Ada empat tantangan besar perkebunan sawit di Indonesia pada 2018 – 2020. Antara lain sustainability,  productivity gap, smallholder management, dan downstream industry.

Direktur Eksekutif Gabungan Industri Kelapa Sawit Indonesia (GAPKI), Danang Giriwardana menyampaikan pengembangan industri hilir kelapa sawit perlu diperkuat dari aspek inovasi dan meningkatkan jumlah hak paten produk. Sebab Indonesia sebagai produsen CPO terbesar,  belum bisa menghasilkan produk turunan dengan inovasi pada industri hilir kelapa sawit.

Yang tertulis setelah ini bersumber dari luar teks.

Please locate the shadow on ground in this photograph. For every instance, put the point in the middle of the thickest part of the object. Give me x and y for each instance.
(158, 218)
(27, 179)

“Industri downstream kita masih lemah, Kalau saya lihat inovasi produk kelapa sawit berjumlah 7.456 paten. Dari jumlah tadi, kepemilikan hak paten tidak didominasi negara produsen kelapa sawit. Sekitar 55 persen dipegang Amerika Serikat,” ujar Danang.

Dari seluruh paten yang ada, Indonesia baru punya 3 inovasi paten. Di level Asia, Malaysia menempati posisi teratas berjumlah 79 paten, Singapura sebanyak 34 paten, dan Thailand berjumlah 4 inovasi paten.

Di sektor swata, grup besar pemegang paten antara lain Unilever dan L’oreal. “Kalau kita lihat, hasil produk turunan CPO Indonesia juga cukup rendah. Produk turunan CPO Indonesia sebanyak 47 produk dan Malaysia memiliki lebih dari 100 produk turunan CPO.”

Danang menjelaskan berkaca dari fakta tersebut sejatinya perlu ada upaya bersama supaya inovasi paten sawit tidak lagi didominasi negara-negara non produsen kelapa sawit. Untuk itulah, pemangku kebijakan harus lebih jeli melihat kondisi ini.

Dalam perspektif Danang, ada empat tantangan besar perkebunan sawit di Indonesia Pertama, mengenai isu sustainability yang memuat tiga aspek penting yaitu, people, profit dan planet. Isu sustainability tidak terfokus kepada persoalan lingkungan hidup semata melainkan perlu melihat pula isu people (kesejahteraan) dan ekonomi (profit). Sustainability terhadap planet akan terjamin jika sustainablityekonomi orang-orang itu terjamin.

“Kita tidak boleh hanya memikirkan negara hanya sebatas hutan sementara masih ada rakyat yang miskin. Mestinya lebih mengedepankan jangan sampai tebang pohon tapi masyarakatnya miskin tidak bisa tanam apapun di lahan yang ada,” ujar Danang.

Padahal dari data yang disampaikan Danang menunjukkan tutupan hutan di Indonesia lebih besar daripada negara lain. Tutupan hutan di Indonesia sebesar 52%, Amerika Serikat 33,8%, Inggris 13,0%, Perancis 31%, Belanda 11,1%, dan Australia 16,0%.

Pertanyaan lebih lanjut yaitu  apakah Indonesia tidak boleh membuka hutan untuk membangun kesejahteraan rakyat? Sementara itu, kata Danang, negara-negara lain punya tutupan hutan yang jauh lebih sedikit namun dizinkan untuk mengembangkan pembangunannya dalam bentuk pelabuhan, akses jalan. Indonesia, membuka lahan sedikit, semua teriak deforestasi.

Point kedua mengenai kesenjangan produktivitasIndonesia mempunyai produktivitas sebanyak 4 ton per hektare lebih rendah dari Malaysia yang mencapai  10 ton per hektare. Bahkan untuk perkebunan rakyat baru di kisaran 2-3 ton perhektar, beberapa tempat ada kebun rakyat dengan produktivitas antara 1 hingga 1,5 ton per hektar. Dan, rendahnya produktivitas menjadi tantangan bagi Dirjenbun supaya petani rakyat dapat meningkatkan produktifitasnya.

Danang  menjelaskan poin ketiga yaitu smallhoder management. Ada sejumlah aspek penting untuk pembenahan petani kecil yaitu  performa manajemen perkebunan, gaya hidup petani, kemitraan dengan pabrik kelapa sawit (PKS), pola distribusi Tandan Buah Segar (TBS) dan pola interaksi petani sawit. Kendala yang dihadapi petani menurut Danang, banyak petani sawit tidak berkelompok tidak berorganisasi, maka perlu intervensi dengan membentuk Badan Usaha milik rakyat (BUMR) atau menjadi BUMDes.